How to deal with basin modes when generating irregular waves on shallow water
Author Sanne van Essen, Willemijn Pauw, Joris van den Berg
Title How to deal with basin modes when generating irregular waves on shallow water
Conference/Journal OMAE ASME 35th International Conference on Ocean, Offshore and Arctic Engineering, Busan, South Korea, 2016
Paper no. 54134
Month June
Year 2016

Modeling shallow-water waves in a basin with a finite length and width introduces challenges related to low-frequency (LF) waves, especially for testing of moored vessels with long natural periods. Waves in this frequency range are also present in reality, as for instance bound set-down waves and unbound free waves formed by the geometry bathymetry. In model basins, additional unwanted LF wave components will be formed as a side-product of the wave generation and due to the basin geometry though. Standing waves over the basin length and width (basin modes) can generally be identified, which are difficult to dampen using beaches. This is the case for every wave basin, as they all have finite dimensions. Figure 1: Overview of the Offshore Basin (L50xB36 m, movable floor between 0-10 m, wavemakers on 2 sides) Moored structures generally have natural frequencies in the LF range, which may be excited by basin modes with similar frequencies. It is therefore important to understand the natural modes of a basin before tests with moored structures in shallow water are done.

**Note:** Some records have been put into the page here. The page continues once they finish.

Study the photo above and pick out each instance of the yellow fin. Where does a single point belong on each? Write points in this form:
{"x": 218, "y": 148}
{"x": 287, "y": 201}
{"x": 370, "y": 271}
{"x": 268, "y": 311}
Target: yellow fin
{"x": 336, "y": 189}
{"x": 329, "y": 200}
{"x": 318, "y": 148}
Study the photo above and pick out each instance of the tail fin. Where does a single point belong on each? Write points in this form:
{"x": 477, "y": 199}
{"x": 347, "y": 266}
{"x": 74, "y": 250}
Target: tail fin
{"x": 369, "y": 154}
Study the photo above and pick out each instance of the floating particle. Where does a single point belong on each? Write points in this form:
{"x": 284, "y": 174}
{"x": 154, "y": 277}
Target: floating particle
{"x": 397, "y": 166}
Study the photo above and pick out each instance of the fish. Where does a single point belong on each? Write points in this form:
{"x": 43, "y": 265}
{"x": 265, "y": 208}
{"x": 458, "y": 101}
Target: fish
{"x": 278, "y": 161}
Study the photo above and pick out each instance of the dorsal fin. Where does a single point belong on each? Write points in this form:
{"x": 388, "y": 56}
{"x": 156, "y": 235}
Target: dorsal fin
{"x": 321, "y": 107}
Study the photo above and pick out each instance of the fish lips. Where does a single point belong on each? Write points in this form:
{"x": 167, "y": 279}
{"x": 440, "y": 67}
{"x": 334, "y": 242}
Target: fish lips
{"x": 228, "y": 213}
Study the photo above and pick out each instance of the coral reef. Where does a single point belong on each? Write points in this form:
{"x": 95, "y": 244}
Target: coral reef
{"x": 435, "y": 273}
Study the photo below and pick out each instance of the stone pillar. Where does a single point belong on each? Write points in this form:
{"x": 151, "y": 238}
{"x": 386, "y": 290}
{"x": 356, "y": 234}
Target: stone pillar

The energy of these basin modes increases and their natural frequency decreases with decreasing water depth (waves travel slower in shallow water). Generally, it can be said that the issues with basin modes are present on very shallow water (typically ~15-30 m water depth full-scale for structures with a length around 200 m at a scale around 1 to 40). The smaller the basin for the same water depth, the higher the basin mode frequencies and the higher the likelihood of resonance problems. The energy and frequencies of the basin modes and their relevance for specific tests depend on the effective length and width of the basin, the water depth, wave conditions and the (mooring stiffness of) the structure under consideration. The influence of these variables is evaluated in the current study. Tests were done in MARIN’s Offshore Basin (OB), but most of the results are also expected to be applicable to other basins. The observed basin mode frequencies during these tests were compared to the theoretical values, and an overview of the unwanted LF wave content as a function of water depth, wave height and period is presented. The energy and shape of individual basin modes is also discussed. Considering these results, a practical approach for future basin projects on shallow water is described.